Creators Juan Díaz Canales and Juanjo Guarnido met while they both worked at an animation studio in Madrid in the early 1990s. Guarnido moved to Paris in 1993 to work for the now-defunct satellite Disney animation studio in Montreuil, where he contributed to several projects, including Hercules, Tarzan and Atlantis: The Lost Empire. Guarnido and Canales remained friends and eventually collaborated on Blacksad, their love letter to American film noir of the 1950s. While both continue to work in animation, Blacksad is their comics opus, having consistently sold out and won multiple prestigious comics awards. But perhaps partially due to its troubled publishing history in the U.S., it remains popular mostly among the most adamant comics readers.
Guarnido’s exceptional ink and watercolor style draws in readers immediately, but it’s Canales’ intricate and moody storytelling that keeps them coming back. Each volume is presented in the Euro-comics style as an oversize 45-odd-page album. Though the books star anthropomorphized animals drawn in a Disney-esque style (think an inky TaleSpin), these are not stories for children. They feature nasty murders and explicit sex and deal with hard subjects, from poverty and racism to McCarthyism and the bomb.
In A Silent Hell, private detective Blacksad and his sometimes sidekick Weekly are in the colorful city of New Orleans to investigate the disappearance of a legendary jazz pianist named Sebastian “Little Hand” Fletcher.
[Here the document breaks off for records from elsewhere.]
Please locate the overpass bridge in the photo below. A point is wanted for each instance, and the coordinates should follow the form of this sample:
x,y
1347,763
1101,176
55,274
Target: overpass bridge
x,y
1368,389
Fletcher’s record label executive is worried he may have gotten himself in trouble due to his heroin addiction. Blacksad and Weekly track Sebastian’s friends and enemies and eventually uncover a conspiracy surrounding a medicine salesman that poisoned residents of a small town, causing countless deaths and birth defects. Along the way, Blacksad himself is poisoned, beaten and nearly drowned. The story is steeped in symbolism and strange imagery, perhaps even hinting at future plotlines for the series.
Two years may seem like a long time to wait for a translation of a 50-page comic, but Dark Horse and the creators have overlooked no detail in the creation of this edition. Great care has been taken with the translation, perhaps because the creators so clearly want to honor the American films that inspire these stories.
Included in this volume is the title story, as well as an intimate behind-the-scenes essay by artist Juanjo Guarnido. He writes about how his use of watercolors has evolved since the first Blacksad book, and he details at length the technical aspects of paper and brushes and his evolving technique. Included with the 36-page essay are excerpts from the artist’s sketchbook, including early value and color studies for many panels that appear in the book. This fascinating look at the artistic process is worth the cover price on its own.
In addition, two short Blacksad stories never before published in English are included. One is a poignant anti-war tract and the other a consideration of the value of friendship. The overall package of this edition of A Silent Hell is magnificent, right down to the plot detail included on the endpaper illustration. Although it has taken years for us to get caught up with the rest of the world, English-speaking readers are truly lucky that Dark Horse has taken up the Blacksad mantle.